However, as we can see, the reality of the situation is that GE was met by resistance, and then continued to decline. Reducing the position would have locked in some profits, but left us with the bulk of our investment intact. If the stock reversed and continued to climb, we would not miss the boat entirely. Of course, you may be asking, now what? Moving averages can also be a valuable tool in assessing an entry or exit point on a stock.

A moving averages is just that; it is a trend line that is calculated by computing the moving average during some specified time period.The 50-day moving average and the 200-day moving average are two very popular time frames. The 50-day trend line is the red (longer) line on the chart above. It can be used as a support and resistance line in conjunction with other technical indications. Going back to the previous example, GE has met resistance and we trimmed our position.  Now, if our technical system incorporated moving averages, we can see that GE found momentary support on the 50-day moving average in early-to-mid March. If the stock falls below that trend line, we would look to sell a portion of the original position. And consequently, these actions locked in profits on the remaining position.  The assumption being, that we never want to fully sell out of the position, if we like it because of the company’s solid underlying fundamentals. However, there is no reason to just buy-and-hold it, and not try to maximize profit potential.

For the next few months from March to May, GE pretty much traded right around its 50-day moving average.  In June, it started to decline, and continued to do so until it found support on its 200-day moving average. This trend line also coincides with the original support line derived from the lows experienced in September and November.  At this point, the investor may be looking to start adding to the position again. And that may be a prudent move assuming those support levels are held.  If they are broken, it may be wise to sell the remaining position, and await some sort of bottoming out in the stock. 

At this point, we can revert back to fundamental analysis to determine whether we want to continue holding the equity at all. GE is trading at a relatively low multiple to book value. And with that figure hovering around $11.64 per share (as of March 31, 2011), we would not expect the stock to trade below that level for very long, as value-seeking investors would likely step in, and drive the price higher.

However, assuming the support levels do hold, it may be wise to buy back the full position, including the initially invested funds as well as the gains from the first round of trading. This way, the investor’s position size in increasing, and so will his/her return. And the entire process begins anew.

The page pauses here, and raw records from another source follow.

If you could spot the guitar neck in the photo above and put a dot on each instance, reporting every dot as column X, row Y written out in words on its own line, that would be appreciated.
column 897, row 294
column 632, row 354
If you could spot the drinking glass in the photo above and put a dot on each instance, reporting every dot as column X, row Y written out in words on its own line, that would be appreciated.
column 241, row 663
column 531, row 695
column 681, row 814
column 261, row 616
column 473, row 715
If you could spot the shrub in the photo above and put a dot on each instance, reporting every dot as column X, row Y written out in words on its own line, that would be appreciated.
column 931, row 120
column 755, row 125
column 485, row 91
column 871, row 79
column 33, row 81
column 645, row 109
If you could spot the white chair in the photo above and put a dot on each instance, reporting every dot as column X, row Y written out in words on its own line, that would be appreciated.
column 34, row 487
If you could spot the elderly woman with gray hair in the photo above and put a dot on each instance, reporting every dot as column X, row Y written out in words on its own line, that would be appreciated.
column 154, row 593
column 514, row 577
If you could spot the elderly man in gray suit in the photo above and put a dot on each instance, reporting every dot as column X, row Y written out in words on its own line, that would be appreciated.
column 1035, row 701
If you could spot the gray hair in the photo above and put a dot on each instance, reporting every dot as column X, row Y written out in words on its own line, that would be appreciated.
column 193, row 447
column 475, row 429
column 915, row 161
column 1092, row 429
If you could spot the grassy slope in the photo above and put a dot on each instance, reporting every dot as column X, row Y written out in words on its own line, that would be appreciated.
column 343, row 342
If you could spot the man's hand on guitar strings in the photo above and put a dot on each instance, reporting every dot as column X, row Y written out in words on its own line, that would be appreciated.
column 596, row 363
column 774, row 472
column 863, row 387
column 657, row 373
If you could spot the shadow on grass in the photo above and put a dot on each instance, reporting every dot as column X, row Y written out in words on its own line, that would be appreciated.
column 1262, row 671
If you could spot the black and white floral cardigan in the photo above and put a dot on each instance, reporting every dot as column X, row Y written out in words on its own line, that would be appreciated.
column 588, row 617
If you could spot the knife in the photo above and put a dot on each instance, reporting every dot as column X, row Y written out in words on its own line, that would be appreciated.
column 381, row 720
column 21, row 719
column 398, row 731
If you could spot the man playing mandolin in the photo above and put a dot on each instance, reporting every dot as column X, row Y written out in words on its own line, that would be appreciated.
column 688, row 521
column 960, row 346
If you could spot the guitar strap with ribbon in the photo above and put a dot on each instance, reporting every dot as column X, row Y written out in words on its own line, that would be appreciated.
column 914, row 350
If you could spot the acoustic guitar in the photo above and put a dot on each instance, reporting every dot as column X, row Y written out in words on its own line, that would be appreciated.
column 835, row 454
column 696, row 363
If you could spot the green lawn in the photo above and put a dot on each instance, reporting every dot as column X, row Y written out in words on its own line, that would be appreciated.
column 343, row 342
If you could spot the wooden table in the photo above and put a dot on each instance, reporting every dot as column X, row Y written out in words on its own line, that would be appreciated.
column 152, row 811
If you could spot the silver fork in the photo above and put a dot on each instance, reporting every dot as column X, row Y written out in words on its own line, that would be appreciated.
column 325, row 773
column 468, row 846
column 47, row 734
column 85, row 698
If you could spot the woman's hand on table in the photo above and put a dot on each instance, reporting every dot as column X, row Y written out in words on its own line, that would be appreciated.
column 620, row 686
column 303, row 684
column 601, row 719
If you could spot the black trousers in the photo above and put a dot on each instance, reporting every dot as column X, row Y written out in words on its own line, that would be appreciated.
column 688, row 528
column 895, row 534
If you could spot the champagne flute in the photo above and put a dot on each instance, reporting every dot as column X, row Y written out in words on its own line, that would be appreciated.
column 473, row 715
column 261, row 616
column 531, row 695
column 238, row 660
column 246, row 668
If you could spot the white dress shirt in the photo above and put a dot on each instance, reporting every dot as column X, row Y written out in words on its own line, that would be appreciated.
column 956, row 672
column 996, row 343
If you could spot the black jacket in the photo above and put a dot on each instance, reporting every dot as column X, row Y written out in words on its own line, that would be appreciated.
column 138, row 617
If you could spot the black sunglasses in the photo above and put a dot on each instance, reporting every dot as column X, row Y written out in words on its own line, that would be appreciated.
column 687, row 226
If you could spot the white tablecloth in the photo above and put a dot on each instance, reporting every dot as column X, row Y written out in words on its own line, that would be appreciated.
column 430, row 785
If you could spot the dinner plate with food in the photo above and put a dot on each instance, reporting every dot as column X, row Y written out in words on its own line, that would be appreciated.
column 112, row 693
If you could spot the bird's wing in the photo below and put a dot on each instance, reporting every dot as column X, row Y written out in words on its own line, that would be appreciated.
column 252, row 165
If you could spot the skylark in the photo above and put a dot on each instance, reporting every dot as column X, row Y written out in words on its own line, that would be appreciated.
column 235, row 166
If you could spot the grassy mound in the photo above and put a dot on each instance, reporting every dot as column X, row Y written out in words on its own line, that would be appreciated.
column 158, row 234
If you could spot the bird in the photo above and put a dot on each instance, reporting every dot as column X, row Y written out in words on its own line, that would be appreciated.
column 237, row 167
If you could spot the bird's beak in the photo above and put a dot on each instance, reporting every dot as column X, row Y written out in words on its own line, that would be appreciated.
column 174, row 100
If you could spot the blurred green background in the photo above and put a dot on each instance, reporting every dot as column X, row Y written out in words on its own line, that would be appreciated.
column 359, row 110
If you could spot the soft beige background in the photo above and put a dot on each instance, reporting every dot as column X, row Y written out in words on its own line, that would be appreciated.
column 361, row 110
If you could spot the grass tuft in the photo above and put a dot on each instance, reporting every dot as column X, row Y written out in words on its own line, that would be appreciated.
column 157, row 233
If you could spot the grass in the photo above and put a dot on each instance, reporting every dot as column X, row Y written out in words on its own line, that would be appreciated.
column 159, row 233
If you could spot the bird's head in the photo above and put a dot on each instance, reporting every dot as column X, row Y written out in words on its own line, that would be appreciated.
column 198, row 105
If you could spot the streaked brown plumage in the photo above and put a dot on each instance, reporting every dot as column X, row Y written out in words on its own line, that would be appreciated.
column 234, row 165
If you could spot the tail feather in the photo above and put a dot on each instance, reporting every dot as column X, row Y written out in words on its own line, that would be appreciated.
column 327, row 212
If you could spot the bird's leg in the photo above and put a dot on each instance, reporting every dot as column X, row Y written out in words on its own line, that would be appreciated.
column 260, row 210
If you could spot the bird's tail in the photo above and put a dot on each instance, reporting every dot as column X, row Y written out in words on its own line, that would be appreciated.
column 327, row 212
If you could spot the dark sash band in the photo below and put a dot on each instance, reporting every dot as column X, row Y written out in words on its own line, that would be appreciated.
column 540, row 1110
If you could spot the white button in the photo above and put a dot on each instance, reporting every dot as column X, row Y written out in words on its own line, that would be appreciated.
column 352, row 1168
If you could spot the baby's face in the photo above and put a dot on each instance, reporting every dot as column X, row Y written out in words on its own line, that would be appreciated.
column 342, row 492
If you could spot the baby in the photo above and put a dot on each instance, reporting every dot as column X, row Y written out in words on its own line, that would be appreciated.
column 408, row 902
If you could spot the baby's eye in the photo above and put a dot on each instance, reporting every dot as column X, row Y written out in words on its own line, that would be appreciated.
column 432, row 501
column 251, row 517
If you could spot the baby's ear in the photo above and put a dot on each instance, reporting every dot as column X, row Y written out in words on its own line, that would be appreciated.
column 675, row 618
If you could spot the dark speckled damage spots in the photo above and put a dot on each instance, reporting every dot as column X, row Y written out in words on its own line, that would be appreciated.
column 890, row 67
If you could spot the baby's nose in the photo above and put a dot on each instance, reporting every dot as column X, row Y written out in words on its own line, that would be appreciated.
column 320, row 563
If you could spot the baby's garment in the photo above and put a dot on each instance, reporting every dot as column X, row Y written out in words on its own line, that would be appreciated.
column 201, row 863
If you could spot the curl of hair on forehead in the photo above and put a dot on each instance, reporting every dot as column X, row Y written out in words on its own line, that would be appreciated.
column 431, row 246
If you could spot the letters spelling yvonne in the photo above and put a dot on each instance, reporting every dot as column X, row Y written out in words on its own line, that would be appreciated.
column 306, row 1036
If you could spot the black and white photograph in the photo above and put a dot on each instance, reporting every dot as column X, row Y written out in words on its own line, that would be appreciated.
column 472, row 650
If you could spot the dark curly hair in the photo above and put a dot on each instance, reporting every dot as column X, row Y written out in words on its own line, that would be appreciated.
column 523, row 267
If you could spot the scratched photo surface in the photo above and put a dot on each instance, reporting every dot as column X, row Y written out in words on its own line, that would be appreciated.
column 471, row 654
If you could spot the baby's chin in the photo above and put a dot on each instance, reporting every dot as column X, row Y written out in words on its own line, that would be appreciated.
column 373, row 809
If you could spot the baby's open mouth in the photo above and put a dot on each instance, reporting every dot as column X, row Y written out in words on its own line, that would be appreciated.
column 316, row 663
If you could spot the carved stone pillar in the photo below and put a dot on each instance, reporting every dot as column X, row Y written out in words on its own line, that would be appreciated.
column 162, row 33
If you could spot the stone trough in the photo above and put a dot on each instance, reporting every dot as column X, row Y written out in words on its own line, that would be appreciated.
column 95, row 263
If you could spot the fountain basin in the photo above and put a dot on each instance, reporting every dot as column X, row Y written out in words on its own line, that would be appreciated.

Although, technicians and fundamentalists typically do not see eye to eye, we think it may be possible to gain an investment edge by technically trading fundamentally sound equities. Even the most-staunch fundamentalist must acknowledge the fact that technical analysis does exist. And, as this process of trading becomes more widespread, it will become a bit of a self-fulfilling prophecy. So even if you do not want to use these tools to trade, it is a good idea to familiarize yourself with them.


At the time of this article’s writing, the author did not have positions in any of the companies mentioned.